First, I looked over all the center pieces I made over a week ago, which was PLENTY. Predicting I was likely to astray with at least one of them I actually made more than a dozen centers, not just the swap total of nine. While not a requirement, I had decided to start with a fabric that had the images of birds & bird cages. In this round I met the one plank should be a different width than the others. I was working with strips out of my scrap bag, so this was quite easy. In one case I found a short strip of 1/2-square triangles that matched length-wise with one of the blocks, so I used it.
Many of these strip scraps were also solid (not read-as-solid but solid-solid) which was one of the requirement, but I didn't use the solid strips for all f them from the start. So, while it will help with block cohesion, it didn't cross that one off my list.
This time I got a little bit more organized. I went through & pulled all the solid strips that were between 2" & 3" wide & realized I had quite a bit of green, in several different medium value shades. I'm not sure why exactly; I think maybe from a 30s round robin I was part of YEARS ago. The 30s theme was chosen after sign up or I never would have been part of it. I have nothing against 30s fabric exactly, but I have a limited liking of teeny-eeny prints. Depending on how they are arranged on the fabric, they sometimes start to vibrate & make me woozy. & then the destination for the raffle funds got changed after the raffles began &...well let's just say 30s prints & Machiavellian behavior have been linked for me &now I have a whole host of reasons they make me uncomfortable.

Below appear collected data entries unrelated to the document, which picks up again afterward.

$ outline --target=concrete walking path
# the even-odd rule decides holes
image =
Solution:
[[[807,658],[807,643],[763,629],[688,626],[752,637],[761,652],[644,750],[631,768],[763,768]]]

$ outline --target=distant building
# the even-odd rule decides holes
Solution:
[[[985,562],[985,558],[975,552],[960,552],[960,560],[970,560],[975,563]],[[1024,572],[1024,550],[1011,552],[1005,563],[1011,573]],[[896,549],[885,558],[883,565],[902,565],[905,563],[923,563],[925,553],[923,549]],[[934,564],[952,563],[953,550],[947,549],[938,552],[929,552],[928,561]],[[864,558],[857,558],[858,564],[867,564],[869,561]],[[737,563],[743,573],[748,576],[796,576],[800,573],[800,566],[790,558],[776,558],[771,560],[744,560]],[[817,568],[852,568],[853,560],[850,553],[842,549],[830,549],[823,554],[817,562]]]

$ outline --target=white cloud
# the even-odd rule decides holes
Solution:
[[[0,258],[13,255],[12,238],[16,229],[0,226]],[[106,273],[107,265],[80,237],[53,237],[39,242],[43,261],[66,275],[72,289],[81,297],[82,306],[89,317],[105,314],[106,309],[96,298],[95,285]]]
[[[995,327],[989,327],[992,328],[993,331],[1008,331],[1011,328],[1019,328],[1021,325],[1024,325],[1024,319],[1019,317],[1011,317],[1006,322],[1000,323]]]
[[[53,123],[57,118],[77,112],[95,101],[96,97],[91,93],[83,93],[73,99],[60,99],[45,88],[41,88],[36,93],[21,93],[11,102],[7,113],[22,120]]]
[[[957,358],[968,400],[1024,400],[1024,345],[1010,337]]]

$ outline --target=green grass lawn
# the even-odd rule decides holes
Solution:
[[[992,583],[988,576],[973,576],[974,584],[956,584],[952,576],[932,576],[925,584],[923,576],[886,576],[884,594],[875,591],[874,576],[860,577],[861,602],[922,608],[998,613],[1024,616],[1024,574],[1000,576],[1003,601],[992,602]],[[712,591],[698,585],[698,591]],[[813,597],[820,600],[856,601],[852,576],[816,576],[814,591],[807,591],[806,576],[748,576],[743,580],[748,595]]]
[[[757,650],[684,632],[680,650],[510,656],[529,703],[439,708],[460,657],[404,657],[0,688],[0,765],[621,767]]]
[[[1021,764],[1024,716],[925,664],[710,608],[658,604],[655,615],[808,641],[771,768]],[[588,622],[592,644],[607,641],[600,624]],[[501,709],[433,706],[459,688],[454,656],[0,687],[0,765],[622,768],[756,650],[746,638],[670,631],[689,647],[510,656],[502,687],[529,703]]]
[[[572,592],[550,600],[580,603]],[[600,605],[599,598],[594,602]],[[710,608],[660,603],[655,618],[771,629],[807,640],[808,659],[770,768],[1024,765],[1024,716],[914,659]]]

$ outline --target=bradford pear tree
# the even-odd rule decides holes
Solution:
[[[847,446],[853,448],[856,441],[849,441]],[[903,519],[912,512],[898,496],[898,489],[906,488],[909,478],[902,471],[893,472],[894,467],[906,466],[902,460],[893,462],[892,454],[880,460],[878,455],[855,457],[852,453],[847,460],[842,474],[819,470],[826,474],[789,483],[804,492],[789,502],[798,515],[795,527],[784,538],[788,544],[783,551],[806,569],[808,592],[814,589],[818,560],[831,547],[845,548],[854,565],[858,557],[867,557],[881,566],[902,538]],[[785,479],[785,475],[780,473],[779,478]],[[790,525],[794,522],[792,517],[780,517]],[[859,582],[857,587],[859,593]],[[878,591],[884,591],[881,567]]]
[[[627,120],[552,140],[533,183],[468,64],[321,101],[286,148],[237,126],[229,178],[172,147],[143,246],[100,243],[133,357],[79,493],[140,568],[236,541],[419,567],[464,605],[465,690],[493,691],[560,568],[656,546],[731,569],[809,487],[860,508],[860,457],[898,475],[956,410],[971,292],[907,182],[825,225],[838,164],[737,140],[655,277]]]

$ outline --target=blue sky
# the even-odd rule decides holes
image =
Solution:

Anyhow, I vaguely remember thinking solids were just as authentic & making my rows from them instead of the bleary-making kittens & ballerinas & flowers upon flowers upon little dots that might be more flowers. Another possibility is the foundation free workshops I did a few years ago. People brought their own strips, but were encouraged to trade & at the end of every workshop, there were always leftovers that I swept into my basket. Whatever the reason, I had a number of solid green-in-many shades scrap strips.
I cut these solid strips into squares, matched them w/ like-sized squares of the bird fabric & other scraps in the same color theme, & made 1/2-square triangles (another requirement- one of the plank rounds needed to be piece. I suggested 1/2-square triangles, but any pieced plank would be fine).
I had added the 1/2-square triangle round to maybe 4 or 5 blocks when I realized NONE & I mean NONE of my scraps were a large scale print. That was the last requirement I needed to meet (the small scale print requirement was met over & over again in pretty much everything that was not a solid), but I had nothing large scale. I briefly thought about calling the bird/bird cage print itself large scale & I am still not sure that would have been a cheating, but just in case I hunted until I found one of those all over not-quite-paisley, not quite floral two-tone things. I used it in the smaller 1/2-square triangles & got a bit nervous that it was not visible enough to be identified as a large scale print, but lets face it this whole swap thing has an honor system quality to it & I KNOW it is as large a pattern as you will every find, just not very high contrast.
& that is where I am now. None of the blocks are done & one of them is hideously misshapen, so I will be pulling that out & seeing what the problem is. In most cases I just have one more round to go to bring it up to size- easily leap-frogging the at east two rounds requirement -& then I am done. Hopefully freeing my brain to work on more current projects.